Comment à chaque intervention, le chef de l’État a promis que cette fois, la méthode « tester-alerter-protéger », à laquelle il a ajouté « traiter » sera efficiente, notamment grâce à l’application TousAntiCovid, au dépistage en moins de 24 heures à partir de janvier, à l’isolement contraint (comment ?) des personnes contaminées, à l’implication des médecins de ville (un progrès, si cela se vérifie, mais quid des pharmaciens et des infirmiers ?). Il n’a même pas prononcé le mot « prévention ».

Il a aussi indiqué que le futur vaccin ne serait pas obligatoire, suivant l’avis dominant dans la classe politique et parmi les scientifiques.

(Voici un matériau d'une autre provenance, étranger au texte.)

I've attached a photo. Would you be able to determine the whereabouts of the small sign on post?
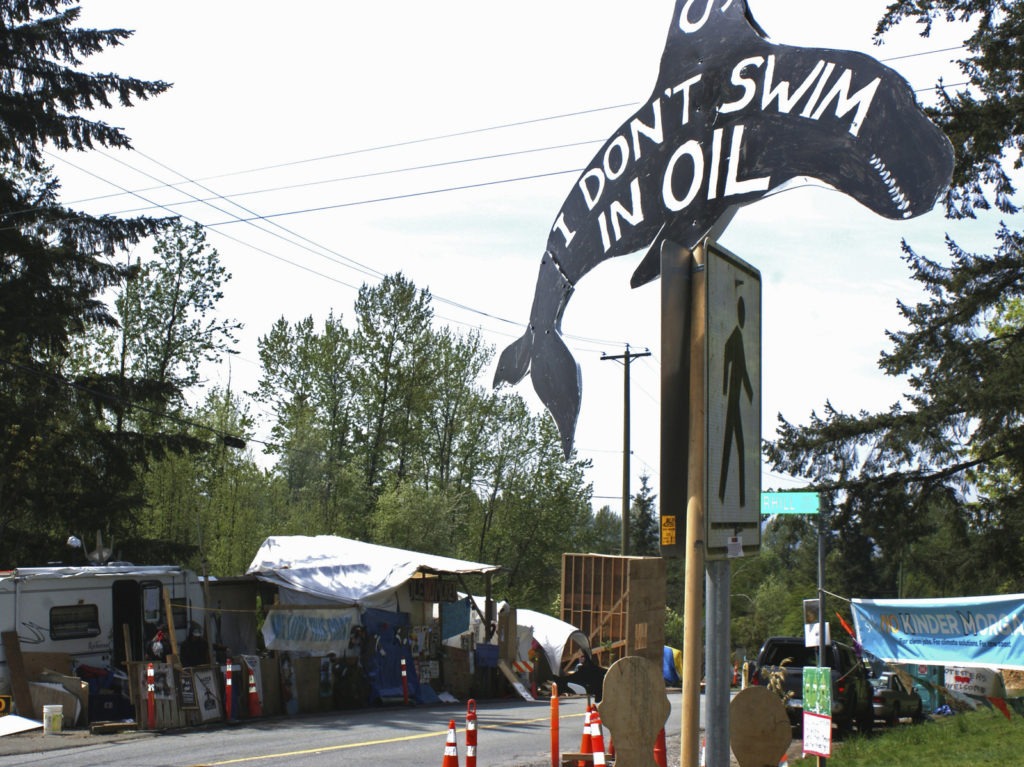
[761,491,821,516]
[803,666,831,757]
[705,243,761,559]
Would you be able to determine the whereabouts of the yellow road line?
[191,714,583,767]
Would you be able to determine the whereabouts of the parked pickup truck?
[751,637,874,732]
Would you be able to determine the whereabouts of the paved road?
[0,691,702,767]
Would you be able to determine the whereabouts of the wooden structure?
[561,554,666,668]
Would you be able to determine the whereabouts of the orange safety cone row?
[466,698,476,767]
[590,708,604,767]
[577,704,594,767]
[441,719,459,767]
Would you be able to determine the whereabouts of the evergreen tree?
[630,474,662,557]
[0,0,169,564]
[767,0,1024,596]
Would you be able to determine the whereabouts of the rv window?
[142,582,163,624]
[50,604,99,639]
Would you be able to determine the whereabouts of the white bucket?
[43,704,63,735]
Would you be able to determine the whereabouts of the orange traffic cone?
[590,708,604,767]
[654,727,669,767]
[441,719,459,767]
[577,704,594,767]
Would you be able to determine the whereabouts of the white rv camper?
[0,564,203,694]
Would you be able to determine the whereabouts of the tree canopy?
[0,0,168,552]
[766,0,1024,597]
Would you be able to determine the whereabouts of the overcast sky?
[54,0,995,511]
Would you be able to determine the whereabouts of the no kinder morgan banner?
[263,607,359,653]
[851,594,1024,670]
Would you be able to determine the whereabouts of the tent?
[247,536,501,609]
[247,536,501,701]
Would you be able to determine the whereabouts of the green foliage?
[790,710,1022,767]
[876,0,1024,218]
[0,0,168,565]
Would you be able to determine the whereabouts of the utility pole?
[601,344,650,556]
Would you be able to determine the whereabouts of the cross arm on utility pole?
[601,344,650,556]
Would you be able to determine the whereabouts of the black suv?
[750,637,874,732]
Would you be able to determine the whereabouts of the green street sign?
[761,491,818,515]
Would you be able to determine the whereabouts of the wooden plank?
[2,631,33,719]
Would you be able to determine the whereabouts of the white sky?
[55,0,995,511]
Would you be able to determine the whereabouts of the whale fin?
[494,328,534,386]
[532,329,582,459]
[630,234,665,288]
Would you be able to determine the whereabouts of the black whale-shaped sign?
[495,0,953,457]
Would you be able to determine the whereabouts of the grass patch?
[790,710,1024,767]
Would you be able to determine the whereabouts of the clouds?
[57,0,974,499]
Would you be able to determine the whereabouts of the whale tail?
[494,328,534,388]
[494,327,583,459]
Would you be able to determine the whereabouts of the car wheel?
[886,704,899,727]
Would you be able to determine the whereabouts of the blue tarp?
[662,645,683,687]
[362,609,424,702]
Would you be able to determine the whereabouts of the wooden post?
[680,243,707,767]
[160,586,178,657]
[3,631,36,719]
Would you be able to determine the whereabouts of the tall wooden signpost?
[495,0,953,767]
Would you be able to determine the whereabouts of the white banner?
[263,607,359,654]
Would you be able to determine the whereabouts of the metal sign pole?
[680,245,707,767]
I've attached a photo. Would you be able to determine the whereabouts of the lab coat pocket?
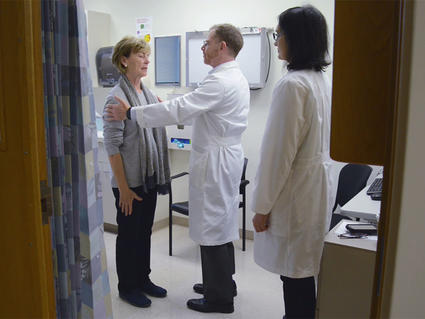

N’aurait-il toutefois pas été plus sage de différer cette annonce, eu égard aux nombreux réfractaires à la vaccination qui pourraient compromettre son efficacité globale ?

Emmanuel Macron a totalement occulté une donnée fondamentale de sa politique, qui commence à inquiéter l’OCDE et l’Union européenne : le flot de milliards qu’il s’est encore engagé à déverser sur les entreprises, sans garantir leur survie, et sur des particuliers, de plus en plus nombreux à tomber dans la pauvreté, devra tôt ou tard être payé. Mais par qui et quand ? En plus, cette manne ne suffira pas à sauver des milliers de restaurants, de bars, de salles de spectacles ou de sports. La France n’aura pas le même visage à la fin de la crise sanitaire.

On croirait parfois que le maître des horloges joue au Monopoly.